Charles Hoy Fort was born in 1876 in Albany, New York, into a family that owned a prosperous wholesale grocery. His mother died when he was four; his father was a lout who constantly beat Charles and his two brothers. As a youth Charles swiftly lost faith in parental, religious, and scientific authority. He also became a dedicated collector of stamps, paper soldiers, birds' eggs, nests, and other eccentric items. As an adult, accumulating curiosities--specifically, accounts of offbeat events--remained a passion.
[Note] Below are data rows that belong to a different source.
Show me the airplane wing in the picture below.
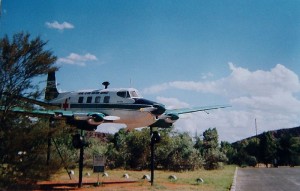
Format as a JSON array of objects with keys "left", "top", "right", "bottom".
[
  {"left": 0, "top": 107, "right": 120, "bottom": 131},
  {"left": 151, "top": 105, "right": 231, "bottom": 128},
  {"left": 165, "top": 105, "right": 231, "bottom": 115}
]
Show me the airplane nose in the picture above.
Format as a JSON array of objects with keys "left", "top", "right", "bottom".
[{"left": 151, "top": 104, "right": 166, "bottom": 116}]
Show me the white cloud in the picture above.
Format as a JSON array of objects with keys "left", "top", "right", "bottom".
[
  {"left": 145, "top": 63, "right": 300, "bottom": 142},
  {"left": 45, "top": 21, "right": 74, "bottom": 31},
  {"left": 57, "top": 53, "right": 98, "bottom": 66}
]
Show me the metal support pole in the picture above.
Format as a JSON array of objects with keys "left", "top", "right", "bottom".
[
  {"left": 150, "top": 127, "right": 154, "bottom": 186},
  {"left": 78, "top": 130, "right": 84, "bottom": 188}
]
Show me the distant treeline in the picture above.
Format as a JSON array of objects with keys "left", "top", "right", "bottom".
[{"left": 226, "top": 127, "right": 300, "bottom": 167}]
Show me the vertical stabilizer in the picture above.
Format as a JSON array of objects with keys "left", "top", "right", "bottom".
[{"left": 45, "top": 71, "right": 59, "bottom": 101}]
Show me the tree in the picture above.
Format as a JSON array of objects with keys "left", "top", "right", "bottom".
[
  {"left": 0, "top": 32, "right": 56, "bottom": 187},
  {"left": 259, "top": 132, "right": 277, "bottom": 166},
  {"left": 0, "top": 32, "right": 56, "bottom": 124},
  {"left": 203, "top": 128, "right": 227, "bottom": 170}
]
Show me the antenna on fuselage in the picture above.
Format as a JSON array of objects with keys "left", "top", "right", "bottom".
[{"left": 102, "top": 81, "right": 110, "bottom": 89}]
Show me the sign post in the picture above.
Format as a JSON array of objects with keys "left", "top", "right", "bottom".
[{"left": 93, "top": 155, "right": 106, "bottom": 185}]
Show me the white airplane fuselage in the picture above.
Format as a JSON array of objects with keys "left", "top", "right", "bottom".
[{"left": 49, "top": 88, "right": 165, "bottom": 129}]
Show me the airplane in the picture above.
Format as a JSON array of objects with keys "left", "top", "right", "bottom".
[{"left": 1, "top": 71, "right": 230, "bottom": 131}]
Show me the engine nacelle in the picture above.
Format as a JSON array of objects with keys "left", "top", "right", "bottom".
[
  {"left": 163, "top": 113, "right": 179, "bottom": 123},
  {"left": 87, "top": 113, "right": 105, "bottom": 126}
]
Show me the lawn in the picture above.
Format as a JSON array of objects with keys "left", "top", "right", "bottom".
[{"left": 39, "top": 166, "right": 236, "bottom": 191}]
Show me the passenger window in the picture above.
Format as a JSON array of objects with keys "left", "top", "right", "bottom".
[
  {"left": 117, "top": 91, "right": 129, "bottom": 98},
  {"left": 78, "top": 97, "right": 83, "bottom": 103},
  {"left": 95, "top": 96, "right": 101, "bottom": 103},
  {"left": 103, "top": 96, "right": 110, "bottom": 103},
  {"left": 86, "top": 97, "right": 93, "bottom": 103}
]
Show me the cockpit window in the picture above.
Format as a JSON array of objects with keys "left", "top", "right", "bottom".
[
  {"left": 130, "top": 91, "right": 140, "bottom": 97},
  {"left": 117, "top": 91, "right": 130, "bottom": 98}
]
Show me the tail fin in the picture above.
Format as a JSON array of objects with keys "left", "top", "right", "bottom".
[{"left": 45, "top": 71, "right": 59, "bottom": 101}]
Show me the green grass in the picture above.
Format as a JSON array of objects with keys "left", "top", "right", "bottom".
[{"left": 48, "top": 165, "right": 236, "bottom": 191}]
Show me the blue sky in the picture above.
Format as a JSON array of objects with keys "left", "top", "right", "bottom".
[{"left": 0, "top": 0, "right": 300, "bottom": 141}]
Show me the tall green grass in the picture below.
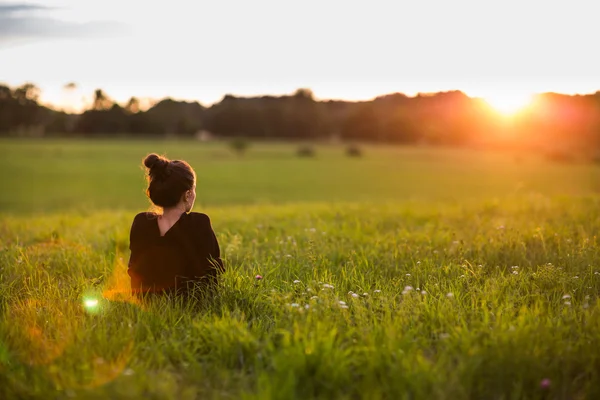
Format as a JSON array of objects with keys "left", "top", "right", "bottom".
[{"left": 0, "top": 142, "right": 600, "bottom": 399}]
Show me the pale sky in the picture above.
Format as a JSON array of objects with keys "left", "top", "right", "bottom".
[{"left": 0, "top": 0, "right": 600, "bottom": 111}]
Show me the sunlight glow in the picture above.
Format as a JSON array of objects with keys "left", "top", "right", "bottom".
[
  {"left": 83, "top": 299, "right": 98, "bottom": 309},
  {"left": 483, "top": 92, "right": 533, "bottom": 116}
]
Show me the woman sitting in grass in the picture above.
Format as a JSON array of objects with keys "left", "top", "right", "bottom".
[{"left": 128, "top": 154, "right": 223, "bottom": 295}]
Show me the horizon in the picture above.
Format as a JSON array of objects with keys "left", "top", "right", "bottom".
[{"left": 0, "top": 0, "right": 600, "bottom": 112}]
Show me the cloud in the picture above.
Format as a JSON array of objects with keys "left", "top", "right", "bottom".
[
  {"left": 0, "top": 4, "right": 50, "bottom": 16},
  {"left": 0, "top": 4, "right": 125, "bottom": 44}
]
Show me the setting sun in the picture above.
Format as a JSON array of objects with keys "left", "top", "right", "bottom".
[{"left": 484, "top": 92, "right": 533, "bottom": 116}]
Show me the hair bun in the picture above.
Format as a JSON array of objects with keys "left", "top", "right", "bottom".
[{"left": 144, "top": 153, "right": 169, "bottom": 175}]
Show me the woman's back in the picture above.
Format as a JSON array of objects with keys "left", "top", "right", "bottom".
[
  {"left": 128, "top": 154, "right": 223, "bottom": 294},
  {"left": 128, "top": 213, "right": 223, "bottom": 293}
]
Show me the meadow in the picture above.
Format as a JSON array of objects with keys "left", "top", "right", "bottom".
[{"left": 0, "top": 139, "right": 600, "bottom": 399}]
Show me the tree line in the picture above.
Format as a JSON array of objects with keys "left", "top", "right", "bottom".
[{"left": 0, "top": 84, "right": 600, "bottom": 151}]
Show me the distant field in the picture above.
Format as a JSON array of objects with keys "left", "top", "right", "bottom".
[
  {"left": 0, "top": 140, "right": 600, "bottom": 213},
  {"left": 0, "top": 140, "right": 600, "bottom": 400}
]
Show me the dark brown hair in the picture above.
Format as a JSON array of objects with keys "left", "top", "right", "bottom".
[{"left": 144, "top": 153, "right": 196, "bottom": 208}]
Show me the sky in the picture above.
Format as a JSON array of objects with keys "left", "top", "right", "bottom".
[{"left": 0, "top": 0, "right": 600, "bottom": 109}]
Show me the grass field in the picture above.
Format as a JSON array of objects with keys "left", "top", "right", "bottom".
[{"left": 0, "top": 140, "right": 600, "bottom": 399}]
Charles left home at seventeen without finishing high school and became a reporter in Brooklyn. (Note to restless teenagers: Don't try this now.) He hoboed through parts of the United States and worked his way to England, South Africa, and South America. Fort wasn't exactly in the Sir Richard Burton mold: if anything exciting occurred during these journeys, Steinmeyer doesn't mention it. When Fort returned to New York City he married at the age of twenty-two and published short stories while living in or close to poverty. However, the stories attracted the attention of Theodore Dreiser, then a magazine editor in New York. Dreiser would become Fort's best friend and ardent champion. (Dreiser's idolizing of Fort--he addressed him as: "You whose books thrill and astound me as almost no other books have thrilled and astounded me"--is more perplexing than any of the oddities ever compiled by Fort.) In 1909 Fort published a novel, The Outcast Manufacturers; it was neither a critical nor a popular success.
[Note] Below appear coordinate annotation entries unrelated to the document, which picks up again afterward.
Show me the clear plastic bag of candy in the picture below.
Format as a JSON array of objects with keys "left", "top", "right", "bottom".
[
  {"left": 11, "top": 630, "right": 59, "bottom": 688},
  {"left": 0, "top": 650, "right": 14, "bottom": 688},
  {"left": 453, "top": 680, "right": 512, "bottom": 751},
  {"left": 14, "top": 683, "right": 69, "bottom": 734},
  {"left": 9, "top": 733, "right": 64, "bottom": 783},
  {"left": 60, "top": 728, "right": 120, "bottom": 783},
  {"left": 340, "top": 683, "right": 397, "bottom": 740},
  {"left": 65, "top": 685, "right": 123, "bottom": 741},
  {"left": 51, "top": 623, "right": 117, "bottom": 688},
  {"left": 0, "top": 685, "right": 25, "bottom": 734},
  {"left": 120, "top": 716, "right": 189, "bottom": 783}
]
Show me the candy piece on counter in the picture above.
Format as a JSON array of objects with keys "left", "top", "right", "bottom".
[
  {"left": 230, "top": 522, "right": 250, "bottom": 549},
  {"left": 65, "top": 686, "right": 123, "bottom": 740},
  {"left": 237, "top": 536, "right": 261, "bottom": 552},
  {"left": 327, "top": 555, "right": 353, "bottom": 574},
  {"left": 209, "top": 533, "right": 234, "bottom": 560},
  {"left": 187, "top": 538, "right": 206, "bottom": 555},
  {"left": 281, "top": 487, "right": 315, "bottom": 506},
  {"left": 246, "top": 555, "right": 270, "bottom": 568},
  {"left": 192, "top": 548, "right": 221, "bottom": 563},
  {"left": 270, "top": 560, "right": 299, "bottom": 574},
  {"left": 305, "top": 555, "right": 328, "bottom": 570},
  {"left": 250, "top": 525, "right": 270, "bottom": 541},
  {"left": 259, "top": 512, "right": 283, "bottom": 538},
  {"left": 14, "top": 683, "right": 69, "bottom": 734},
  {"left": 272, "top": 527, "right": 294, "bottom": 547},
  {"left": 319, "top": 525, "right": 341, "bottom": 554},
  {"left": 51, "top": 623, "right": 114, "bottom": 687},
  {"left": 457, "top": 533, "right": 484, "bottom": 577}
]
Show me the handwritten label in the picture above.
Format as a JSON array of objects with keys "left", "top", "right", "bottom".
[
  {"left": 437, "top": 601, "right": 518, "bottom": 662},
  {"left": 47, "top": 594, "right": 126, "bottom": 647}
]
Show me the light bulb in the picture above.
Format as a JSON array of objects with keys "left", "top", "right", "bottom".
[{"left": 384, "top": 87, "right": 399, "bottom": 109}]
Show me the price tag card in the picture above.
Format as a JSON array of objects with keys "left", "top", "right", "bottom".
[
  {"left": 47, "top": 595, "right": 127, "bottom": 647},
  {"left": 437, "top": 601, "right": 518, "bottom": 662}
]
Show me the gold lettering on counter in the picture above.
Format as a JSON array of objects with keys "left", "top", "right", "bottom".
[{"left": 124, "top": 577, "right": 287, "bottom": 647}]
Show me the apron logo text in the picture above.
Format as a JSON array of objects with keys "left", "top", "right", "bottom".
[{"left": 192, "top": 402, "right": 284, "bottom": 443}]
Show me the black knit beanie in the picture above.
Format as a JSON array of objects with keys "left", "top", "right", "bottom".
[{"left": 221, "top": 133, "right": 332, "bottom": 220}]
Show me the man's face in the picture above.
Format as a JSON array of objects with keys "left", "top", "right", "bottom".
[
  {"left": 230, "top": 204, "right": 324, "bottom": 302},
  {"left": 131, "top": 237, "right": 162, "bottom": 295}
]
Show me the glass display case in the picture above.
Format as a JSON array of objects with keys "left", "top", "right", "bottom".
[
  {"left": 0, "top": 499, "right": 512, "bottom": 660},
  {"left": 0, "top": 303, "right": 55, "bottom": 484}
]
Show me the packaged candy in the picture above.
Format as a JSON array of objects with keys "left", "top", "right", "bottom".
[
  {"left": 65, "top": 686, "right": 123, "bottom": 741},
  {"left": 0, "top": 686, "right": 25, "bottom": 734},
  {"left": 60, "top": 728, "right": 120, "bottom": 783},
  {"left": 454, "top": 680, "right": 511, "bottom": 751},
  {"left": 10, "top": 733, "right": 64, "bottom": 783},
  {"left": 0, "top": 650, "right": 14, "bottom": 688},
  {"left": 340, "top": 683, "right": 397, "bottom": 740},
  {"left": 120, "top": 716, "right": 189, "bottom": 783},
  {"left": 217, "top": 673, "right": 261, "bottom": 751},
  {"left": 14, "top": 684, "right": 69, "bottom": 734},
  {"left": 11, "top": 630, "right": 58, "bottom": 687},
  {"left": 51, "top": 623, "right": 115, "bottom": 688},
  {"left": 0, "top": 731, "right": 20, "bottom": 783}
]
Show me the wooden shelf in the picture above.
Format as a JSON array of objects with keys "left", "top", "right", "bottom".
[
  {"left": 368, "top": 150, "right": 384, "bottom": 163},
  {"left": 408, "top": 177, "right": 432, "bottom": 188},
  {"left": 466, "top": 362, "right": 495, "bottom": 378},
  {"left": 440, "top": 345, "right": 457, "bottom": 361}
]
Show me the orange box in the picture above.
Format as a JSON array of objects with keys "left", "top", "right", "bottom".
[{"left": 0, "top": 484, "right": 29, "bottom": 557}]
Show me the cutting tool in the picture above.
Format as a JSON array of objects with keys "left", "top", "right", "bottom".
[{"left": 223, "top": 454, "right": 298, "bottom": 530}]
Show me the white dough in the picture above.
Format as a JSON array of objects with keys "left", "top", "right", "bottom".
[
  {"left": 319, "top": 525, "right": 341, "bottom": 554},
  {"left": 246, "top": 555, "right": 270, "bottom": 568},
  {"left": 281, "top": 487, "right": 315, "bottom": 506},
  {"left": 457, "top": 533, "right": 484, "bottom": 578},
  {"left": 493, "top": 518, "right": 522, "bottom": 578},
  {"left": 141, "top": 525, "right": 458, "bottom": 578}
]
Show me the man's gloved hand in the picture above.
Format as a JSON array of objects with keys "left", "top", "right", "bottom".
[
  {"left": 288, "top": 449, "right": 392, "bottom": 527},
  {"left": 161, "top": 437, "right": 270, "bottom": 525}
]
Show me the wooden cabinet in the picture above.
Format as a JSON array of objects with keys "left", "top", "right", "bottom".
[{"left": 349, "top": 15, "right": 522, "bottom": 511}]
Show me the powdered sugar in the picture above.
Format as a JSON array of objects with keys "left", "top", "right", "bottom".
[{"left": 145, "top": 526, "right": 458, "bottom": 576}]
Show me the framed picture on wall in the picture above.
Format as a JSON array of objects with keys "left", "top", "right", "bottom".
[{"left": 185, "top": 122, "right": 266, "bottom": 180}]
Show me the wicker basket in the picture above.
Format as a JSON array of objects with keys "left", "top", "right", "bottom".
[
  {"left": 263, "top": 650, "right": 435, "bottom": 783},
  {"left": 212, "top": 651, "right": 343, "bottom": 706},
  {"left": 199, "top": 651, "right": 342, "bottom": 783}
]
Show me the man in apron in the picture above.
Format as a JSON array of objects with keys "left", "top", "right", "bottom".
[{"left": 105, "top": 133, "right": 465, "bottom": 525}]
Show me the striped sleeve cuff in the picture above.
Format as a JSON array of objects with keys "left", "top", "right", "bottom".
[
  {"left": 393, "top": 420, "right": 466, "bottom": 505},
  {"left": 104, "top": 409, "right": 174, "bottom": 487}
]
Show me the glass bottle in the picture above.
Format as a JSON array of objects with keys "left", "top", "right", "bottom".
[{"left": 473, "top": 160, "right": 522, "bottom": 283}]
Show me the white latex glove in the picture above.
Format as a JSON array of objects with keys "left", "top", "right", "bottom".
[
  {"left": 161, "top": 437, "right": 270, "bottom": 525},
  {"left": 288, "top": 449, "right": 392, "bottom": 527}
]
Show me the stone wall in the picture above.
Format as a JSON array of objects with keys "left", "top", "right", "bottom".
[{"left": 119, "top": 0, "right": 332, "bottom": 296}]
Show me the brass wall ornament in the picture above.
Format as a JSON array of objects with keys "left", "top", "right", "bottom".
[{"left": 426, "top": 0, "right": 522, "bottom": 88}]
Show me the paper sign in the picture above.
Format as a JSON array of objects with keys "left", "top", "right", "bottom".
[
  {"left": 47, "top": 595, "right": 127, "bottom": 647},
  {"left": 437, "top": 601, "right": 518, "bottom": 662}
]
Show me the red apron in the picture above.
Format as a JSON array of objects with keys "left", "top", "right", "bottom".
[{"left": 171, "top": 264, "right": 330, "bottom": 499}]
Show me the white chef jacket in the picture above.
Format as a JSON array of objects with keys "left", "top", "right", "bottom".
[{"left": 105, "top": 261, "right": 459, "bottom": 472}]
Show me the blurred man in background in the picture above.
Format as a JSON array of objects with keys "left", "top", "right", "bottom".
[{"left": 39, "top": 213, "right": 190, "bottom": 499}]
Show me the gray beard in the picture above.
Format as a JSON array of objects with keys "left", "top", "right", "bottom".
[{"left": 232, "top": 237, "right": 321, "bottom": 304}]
Fort's financial and professional fortunes improved when he inherited money from relatives. The inheritance meant that he no longer had to seek employment and could concentrate on, to quote Steinmeyer, "researching anomalies? Fort's lucubrations in the New York Public Library produced forty thousand notes; the notes undergirded The Book of the Damned (1919), which was published because Dreiser told his publisher, Boni & Liveright, that he would take his own new novel elsewhere if Boni & Liveright didn't publish Fort's book.
The Book of the Damned is filled with reports of peculiar incidents: stones, frogs, and fish falling from the sky; UFOs; inexplicable footprints; and so forth. These marvels presumably served to validate Fort's epistemology, which he called Intermediatism:
I should say that our existence is like a bridge, like the Brooklyn Bridge, upon which multitudes of bugs are seeking a fundamental--coming to a girder that seems firm and final--but the girder is built upon supports. A support then seems final. But it is built upon underlying structures. Nothing final can be found in all the bridge, because the bridge itself is not a final thing in itself, but is a relationship between Manhattan and Brooklyn. If our existence is a relationship between the Positive Absolute and the Negative Absolute, the quest for finality in it is hopeless. Everything in it must be relative, if the 'whole' is not a whole but is, itself, a relation.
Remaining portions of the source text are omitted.